Semestinya pihak-pihak terkait melakukan sosialisasi dan edukasi kepada masyarakat dengan jelas sehingga informasi yang diperoleh tidak setengah-setengah. Namun yang terjadi saat ini masyarakat minim informasi, bahkan tak jarang menerima informasi yang salah atau hoax. Hal ini menunjukkan bahwa Negara lalai dalam menangani pandemic.
Berbeda dengan penanganan wabah dalam Islam. Islam mempunyai aturan yang mengatur makanan, hanya memakan makanan yang halal dan thayyib sehingga kesehatan akan terjaga karena asal mula penyakit salah satunya dari makanan. Rosul SAW selalu mencontohkan gaya hidup sehat dan pola makan yang sehat. Demikian pula ketika terjadi wabah penyakit. Rosulullah SAW bersabda: “Tha’un (wabah penyakit menular) adalah suatu peringatan dari Allah SWT untuk menguji hamba-hambaNya dari kalangan manusia. Maka, apabila kamu mendengar penyakit itu berjangkit di suatu negeri, janganlah kamu masuk ke negeri itu. Apabila wabah itu berjangkit di negeri tempat kamu berada, jangan pula kamu lari darinya” (HR Bukhari dan Muslim dari Usamah bin Zaid).
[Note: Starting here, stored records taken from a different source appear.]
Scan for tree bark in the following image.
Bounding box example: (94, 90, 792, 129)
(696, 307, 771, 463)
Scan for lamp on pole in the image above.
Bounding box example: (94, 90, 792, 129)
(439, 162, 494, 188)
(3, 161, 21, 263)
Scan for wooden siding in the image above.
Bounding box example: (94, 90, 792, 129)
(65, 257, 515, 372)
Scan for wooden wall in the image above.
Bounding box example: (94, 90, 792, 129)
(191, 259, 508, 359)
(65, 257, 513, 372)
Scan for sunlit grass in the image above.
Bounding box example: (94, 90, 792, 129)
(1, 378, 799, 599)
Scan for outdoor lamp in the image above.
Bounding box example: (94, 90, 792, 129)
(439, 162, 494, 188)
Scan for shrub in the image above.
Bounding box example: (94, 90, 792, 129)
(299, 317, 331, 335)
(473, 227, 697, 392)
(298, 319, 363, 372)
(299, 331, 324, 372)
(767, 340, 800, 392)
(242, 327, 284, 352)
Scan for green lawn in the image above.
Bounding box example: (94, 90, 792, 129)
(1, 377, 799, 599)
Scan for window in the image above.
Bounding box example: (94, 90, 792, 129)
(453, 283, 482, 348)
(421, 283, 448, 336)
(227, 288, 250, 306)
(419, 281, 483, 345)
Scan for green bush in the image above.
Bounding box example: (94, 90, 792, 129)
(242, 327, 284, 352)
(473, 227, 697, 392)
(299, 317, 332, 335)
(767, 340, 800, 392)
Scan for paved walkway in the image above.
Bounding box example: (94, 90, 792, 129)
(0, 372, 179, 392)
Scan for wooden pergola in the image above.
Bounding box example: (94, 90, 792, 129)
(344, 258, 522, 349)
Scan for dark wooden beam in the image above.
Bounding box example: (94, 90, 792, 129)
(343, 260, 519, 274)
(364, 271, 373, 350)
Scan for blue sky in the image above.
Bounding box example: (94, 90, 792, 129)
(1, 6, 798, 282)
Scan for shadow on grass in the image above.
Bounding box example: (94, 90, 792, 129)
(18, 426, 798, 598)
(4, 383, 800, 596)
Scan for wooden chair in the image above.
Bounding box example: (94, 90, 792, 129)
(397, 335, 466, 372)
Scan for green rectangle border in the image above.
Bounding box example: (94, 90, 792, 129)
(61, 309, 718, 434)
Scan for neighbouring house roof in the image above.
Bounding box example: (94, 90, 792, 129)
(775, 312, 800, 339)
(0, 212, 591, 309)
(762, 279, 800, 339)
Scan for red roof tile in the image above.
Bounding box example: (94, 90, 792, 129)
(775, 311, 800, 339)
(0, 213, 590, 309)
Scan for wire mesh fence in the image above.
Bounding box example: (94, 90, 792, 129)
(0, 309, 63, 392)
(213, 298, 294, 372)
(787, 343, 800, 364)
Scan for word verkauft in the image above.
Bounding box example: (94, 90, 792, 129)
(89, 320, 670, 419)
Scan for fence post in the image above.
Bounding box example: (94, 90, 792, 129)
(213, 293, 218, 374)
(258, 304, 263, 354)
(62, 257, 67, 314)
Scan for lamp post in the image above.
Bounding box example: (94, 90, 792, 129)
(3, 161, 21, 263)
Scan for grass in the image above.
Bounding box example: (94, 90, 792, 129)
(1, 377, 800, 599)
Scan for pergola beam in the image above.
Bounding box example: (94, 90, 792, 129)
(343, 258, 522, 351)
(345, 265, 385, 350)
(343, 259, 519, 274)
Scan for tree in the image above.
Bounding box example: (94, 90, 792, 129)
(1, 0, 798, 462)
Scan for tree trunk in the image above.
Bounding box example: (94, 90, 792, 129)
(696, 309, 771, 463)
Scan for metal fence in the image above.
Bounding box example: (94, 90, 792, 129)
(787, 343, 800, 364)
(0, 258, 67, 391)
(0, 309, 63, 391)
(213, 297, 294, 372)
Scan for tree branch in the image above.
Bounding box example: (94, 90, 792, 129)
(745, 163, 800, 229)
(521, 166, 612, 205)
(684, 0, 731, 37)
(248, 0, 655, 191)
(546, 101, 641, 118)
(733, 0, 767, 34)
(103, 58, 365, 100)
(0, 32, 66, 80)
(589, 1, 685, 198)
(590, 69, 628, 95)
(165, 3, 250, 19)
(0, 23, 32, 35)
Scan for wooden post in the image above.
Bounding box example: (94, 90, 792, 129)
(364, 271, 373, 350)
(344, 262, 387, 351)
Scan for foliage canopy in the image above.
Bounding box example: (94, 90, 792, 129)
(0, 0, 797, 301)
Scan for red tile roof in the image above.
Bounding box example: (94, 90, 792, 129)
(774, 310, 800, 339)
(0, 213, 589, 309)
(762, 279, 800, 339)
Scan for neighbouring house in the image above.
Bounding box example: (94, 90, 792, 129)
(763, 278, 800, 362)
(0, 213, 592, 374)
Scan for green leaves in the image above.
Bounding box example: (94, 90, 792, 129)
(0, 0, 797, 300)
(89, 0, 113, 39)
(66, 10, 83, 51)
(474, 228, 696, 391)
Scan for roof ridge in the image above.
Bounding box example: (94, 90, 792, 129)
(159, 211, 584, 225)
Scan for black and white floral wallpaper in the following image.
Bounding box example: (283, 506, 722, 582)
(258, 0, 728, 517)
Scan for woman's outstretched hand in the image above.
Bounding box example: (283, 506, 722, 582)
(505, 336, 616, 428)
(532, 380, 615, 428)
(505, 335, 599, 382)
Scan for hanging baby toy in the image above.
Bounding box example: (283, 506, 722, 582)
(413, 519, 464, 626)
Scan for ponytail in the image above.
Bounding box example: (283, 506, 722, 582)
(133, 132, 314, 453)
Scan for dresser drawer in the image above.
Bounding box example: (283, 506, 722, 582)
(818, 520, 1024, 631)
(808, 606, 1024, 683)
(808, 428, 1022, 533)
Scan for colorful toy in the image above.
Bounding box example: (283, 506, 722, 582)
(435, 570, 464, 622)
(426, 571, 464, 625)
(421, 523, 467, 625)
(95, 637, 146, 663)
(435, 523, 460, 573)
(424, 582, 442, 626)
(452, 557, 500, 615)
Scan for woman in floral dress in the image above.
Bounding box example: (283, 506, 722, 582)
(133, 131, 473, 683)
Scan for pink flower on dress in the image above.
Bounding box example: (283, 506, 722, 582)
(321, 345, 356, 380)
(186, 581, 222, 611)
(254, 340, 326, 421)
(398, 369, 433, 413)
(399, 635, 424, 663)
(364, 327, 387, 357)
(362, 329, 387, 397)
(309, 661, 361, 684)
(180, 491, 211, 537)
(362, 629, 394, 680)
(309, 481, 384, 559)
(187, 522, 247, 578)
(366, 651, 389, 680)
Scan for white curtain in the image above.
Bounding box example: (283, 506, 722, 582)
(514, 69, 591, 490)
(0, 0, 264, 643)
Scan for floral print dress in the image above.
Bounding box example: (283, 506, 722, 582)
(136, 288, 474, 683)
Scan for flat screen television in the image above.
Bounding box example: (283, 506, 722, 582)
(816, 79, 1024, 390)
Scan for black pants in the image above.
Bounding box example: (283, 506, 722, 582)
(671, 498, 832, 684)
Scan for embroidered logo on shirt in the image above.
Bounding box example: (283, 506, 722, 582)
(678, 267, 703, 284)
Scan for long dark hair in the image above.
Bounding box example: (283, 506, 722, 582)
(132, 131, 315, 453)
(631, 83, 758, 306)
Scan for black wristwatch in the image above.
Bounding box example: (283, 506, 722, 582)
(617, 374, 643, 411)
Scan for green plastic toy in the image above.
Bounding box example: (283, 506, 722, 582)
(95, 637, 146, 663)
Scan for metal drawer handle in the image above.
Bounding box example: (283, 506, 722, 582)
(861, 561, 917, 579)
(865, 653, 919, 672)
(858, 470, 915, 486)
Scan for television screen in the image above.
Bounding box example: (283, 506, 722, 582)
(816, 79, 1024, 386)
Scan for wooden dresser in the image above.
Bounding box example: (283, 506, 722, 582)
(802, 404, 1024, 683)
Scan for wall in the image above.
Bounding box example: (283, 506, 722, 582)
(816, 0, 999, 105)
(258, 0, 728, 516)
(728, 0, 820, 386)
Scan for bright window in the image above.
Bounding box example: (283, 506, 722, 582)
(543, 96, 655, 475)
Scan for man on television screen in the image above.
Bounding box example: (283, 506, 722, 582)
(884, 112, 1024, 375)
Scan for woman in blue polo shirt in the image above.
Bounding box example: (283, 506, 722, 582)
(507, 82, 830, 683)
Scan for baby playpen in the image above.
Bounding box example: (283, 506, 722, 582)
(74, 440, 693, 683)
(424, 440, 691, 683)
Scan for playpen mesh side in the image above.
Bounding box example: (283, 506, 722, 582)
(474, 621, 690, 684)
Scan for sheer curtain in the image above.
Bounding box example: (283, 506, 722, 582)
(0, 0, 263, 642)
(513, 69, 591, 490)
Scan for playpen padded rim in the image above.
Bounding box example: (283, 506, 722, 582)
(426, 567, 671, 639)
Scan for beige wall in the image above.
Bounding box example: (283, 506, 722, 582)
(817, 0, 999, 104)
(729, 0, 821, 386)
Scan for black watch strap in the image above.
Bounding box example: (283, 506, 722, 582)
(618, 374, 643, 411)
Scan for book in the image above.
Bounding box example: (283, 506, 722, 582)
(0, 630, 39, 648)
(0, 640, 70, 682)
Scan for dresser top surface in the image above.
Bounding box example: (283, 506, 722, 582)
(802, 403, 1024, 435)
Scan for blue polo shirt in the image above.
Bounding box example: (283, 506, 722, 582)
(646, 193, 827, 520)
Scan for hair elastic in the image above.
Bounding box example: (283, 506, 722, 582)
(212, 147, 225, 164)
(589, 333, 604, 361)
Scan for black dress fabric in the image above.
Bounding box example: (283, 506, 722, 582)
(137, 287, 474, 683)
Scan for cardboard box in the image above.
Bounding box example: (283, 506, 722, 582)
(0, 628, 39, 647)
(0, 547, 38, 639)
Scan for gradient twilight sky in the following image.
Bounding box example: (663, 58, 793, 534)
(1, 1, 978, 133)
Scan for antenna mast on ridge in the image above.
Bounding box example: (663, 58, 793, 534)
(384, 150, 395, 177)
Dari sini dapat dimaknai bahwa Rosulullah SAW menganjurkan agar melakukan isolasi bagi yang sakit sehingga tidak menularkan kepada yang lain. Bahkan ketika terjadi wabah, Rosulullah SAW sampai membangun tembok di sekitar wilayah yang terjangkit wabah. Ketika dilakukan isolasi, kebutuhan pokok akan dipenuhi oleh Negara, disiapkan tenaga medis, fasilitas kesehatan, dan obat-obatan terbaik untuk menangani mereka yang terdampak wabah. Termasuk penjagaan terhadap kesehatan dan antisipasi penularan kepada tenaga medis.
Selain itu Negara akan melakukan sosialisasi dan edukasi kepada masyarakat untuk menyampaikan informasi yang benar, dengan melibatkan berbagai media serta tokoh umat dalam menjelaskan hakikat wabah yang tak lepas dari pengawasan Negara sehingga informasi yang sampai bukanlah informasi yang keliru. Dengan penanganan seperti ini, masyarakat akan menyikapi wabah dengan tepat dan saling mendukung dalam penanganan terhadap wabah.
Terlihat bahwa pelayanan kesehatan dalam Islam begitu luar biasa dalam hal pelayanannya, fasilitasnya, para dokter dan perawatnya, termasuk peran negara dalam memenuhi segala sesuatunya terkait kesehatan. Seharusnya ini menjadi contoh bagi penguasa, bukan justru menyerahkan pengurusan kesehatan kepada pihak lain atau swasta. Sudah semestinya yang harus dilakukan oleh kaum muslim adalah kembali kepada aturan Allah, syariat Islam sebagai dasar atas segala sesuatu. Tak cukup hanya dengan ganti rezim tetapi juga dengan mengganti sistem, mencampakkan sistem kapitalis dan beralih kepada sistem Islam. Wallahua’lam bishawab.